La giovane studente avrebbe inferto due coltellate al compagno di classe, colpendolo sul dorso di una mano e al petto. Fortunatamente si tratta di due ferite di lieve entità, ma che hanno costretto i soccorritori a trasportarlo comunque all'ospedale

Choc a Marino, comune alle porte di Roma, dove una ragazzina di 12 anni accoltella un compagno di classe. Il motivo? Gli avrebbe detto: "Hai fatto la spia, hai detto alla prof che ho copiato il compito". L'alunna in lacrime ha poi chiamato i carabinieri e il minorenne è stato portato al Bambin Gesù.

Marino (Roma), ragazzina di 12 anni accoltella compagno di classe: "Hai fatto la spia, hai detto alla prof che copiavo il compito"

Marino teatro di quello che poteva diventare un brutto caso di cronaca. Una ragazzina di 12 ha accoltellato un coetaneo, reo di aver fatto la spia, secondo la ricostruzione. Il tutto è successo stamattina durante l'orario di ingresso nel cortile dell'istituto Antonio Vivaldi, scuola di Santa Maria della Mole, centro abitato, frazione del comune di Marino. La giovane studente avrebbe inferto due coltellate al compagno di classe, colpendolo sul dorso di una mano e al petto.

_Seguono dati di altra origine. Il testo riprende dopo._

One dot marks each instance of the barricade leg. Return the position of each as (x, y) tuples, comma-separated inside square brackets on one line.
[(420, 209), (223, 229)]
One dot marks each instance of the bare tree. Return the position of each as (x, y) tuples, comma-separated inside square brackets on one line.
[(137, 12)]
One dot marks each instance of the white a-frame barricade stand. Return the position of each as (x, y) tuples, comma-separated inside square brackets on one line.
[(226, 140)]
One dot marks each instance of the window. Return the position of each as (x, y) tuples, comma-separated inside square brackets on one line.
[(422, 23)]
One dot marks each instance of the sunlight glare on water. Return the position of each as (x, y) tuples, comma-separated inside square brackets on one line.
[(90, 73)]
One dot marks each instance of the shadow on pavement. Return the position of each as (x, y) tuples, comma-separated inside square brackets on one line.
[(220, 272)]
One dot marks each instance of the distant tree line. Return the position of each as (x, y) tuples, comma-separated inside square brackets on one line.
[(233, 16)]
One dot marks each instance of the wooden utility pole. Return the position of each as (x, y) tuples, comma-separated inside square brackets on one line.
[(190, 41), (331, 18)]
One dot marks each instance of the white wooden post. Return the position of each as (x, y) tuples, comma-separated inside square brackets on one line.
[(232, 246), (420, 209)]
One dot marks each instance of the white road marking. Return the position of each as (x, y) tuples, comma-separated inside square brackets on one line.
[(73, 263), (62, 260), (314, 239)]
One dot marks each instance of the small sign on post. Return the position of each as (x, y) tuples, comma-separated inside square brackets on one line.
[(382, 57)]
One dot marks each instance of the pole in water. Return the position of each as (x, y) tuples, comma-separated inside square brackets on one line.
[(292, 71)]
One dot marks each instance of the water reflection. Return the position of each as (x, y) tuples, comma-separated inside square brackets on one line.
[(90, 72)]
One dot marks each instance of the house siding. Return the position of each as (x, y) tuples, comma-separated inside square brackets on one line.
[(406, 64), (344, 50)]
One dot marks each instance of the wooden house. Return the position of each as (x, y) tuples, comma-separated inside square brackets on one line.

Fortunatamente si tratta di due ferite di lieve entità, ma che hanno costretto i soccorritori a trasportarlo comunque all'ospedale. Lo studente è stato trovato sanguinante davanti ai compagni.

La 12enne invece è scappata, e più tardi in lacrime ha chiamato ai carabinieri, confessando quello che aveva fatto. L'arma utilizzata è un coltello da cucina con una lama di 10 centimetri, poi recuperato dai carabinieri. Alla base della furia della giovane studentessa, screzi per un compito in classe che quest'ultima avrebbe copiato. La vittima avrebbe fatto la spia, ed ecco che allora un semplice battibecco che sarebbe dovuto restare tra i banchi di scuola è sfociato nella più classica delle tragedie sfiorate. Gli investigatori hanno ascoltato i genitori della ragazzina e gli insegnanti dell'istituto scolastico e invieranno un rapporto alla procura dei minorenni di Roma. Non si esclude che sia la vittima che la compagna di classe possano essere ascoltati in audizione protetta.